If I have a service A, which takes data from some external service out of my control, I am forced to adapt to the data format (domain) that external system provides. Following such practice, my service A pushes its results to a topic in its own format (domain).
Incidentally, I have a service B, which does similar thing to service A, but consumes some other external service, and has its own data format (domain), which it pushes to a separate topic.
Now, the semantics of the data produced by A and B are similar, but not the same. But, next step in the pipeline is a service C, which should consume both what A and B produce, do something with it and spit out the results.
Should C only know how to consume data from one place, which would imply that A & B (and any other ones in the future) need to produce their outputs in C-specific domain?

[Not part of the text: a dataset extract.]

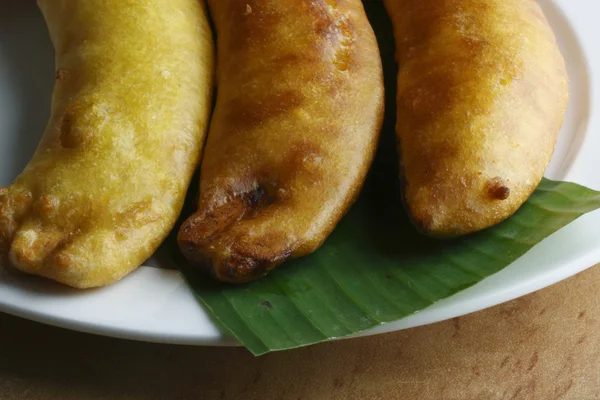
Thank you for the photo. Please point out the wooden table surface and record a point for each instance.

That would mean, if the C consumer ever changes it's domain, A, B, and any other producers will have to change, which I don't like. Also, if I add another consumer, D, for example, that means that A and B, using this analogy, should know that D is also their consumer, which looks horrible to me.
I was thinking that C should be responsible for it's inputs, meaning it has a dependency on A and B models (and any other that might produce their own data). It also implies that, when a new source is added, C must be changed to include that data as well.

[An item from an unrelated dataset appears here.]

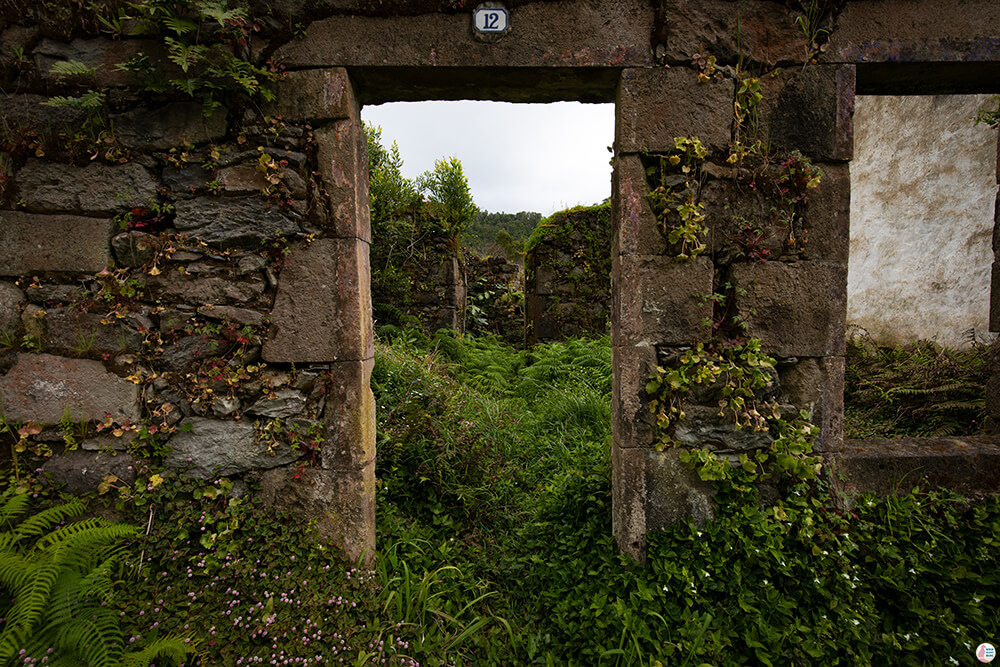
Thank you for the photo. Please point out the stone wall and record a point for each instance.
(924, 185)
(567, 272)
(189, 295)
(417, 275)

Effectively, I'm leaning towards ManySources-OneSink component, instead of OneSource-ManySinks.
Are there any preferred practices?
Are there any preferred practices?
Message specifications.
That is, instead of coupling A, B, and C to each other, you could them to message formats mA, mB, and mC. So long as (mA, mB, mC) are compatible, the services will be able to communicate with each other.
One way to achieve this is to restrict mA, mB, and mC to being different "versions" of the same schema, where the evolution of the schema is constrainted
Greg Young's book Versioning in an Event Sourced System dedicates a chapter to this idea. You'll see similar ideas is you look at the various standardized message serializations (Avro, Protocol Buffers, etc).
Should one service produce output on its own topic and make dependent services to consume from them, or vice versa, or some third option?
Mostly, that's plumbing -- how do we get a copy of a message from one system to another?
Conceptually, it seems that you want C to be consuming a logical outer join of the messages produced by A and B. So I suppose the immediate question would be whether you currently have consumers of these same messages from A that don't want the messages from B, or vice versa. If this is the only use case you know about, there might be benefits to reducing things to a single topic.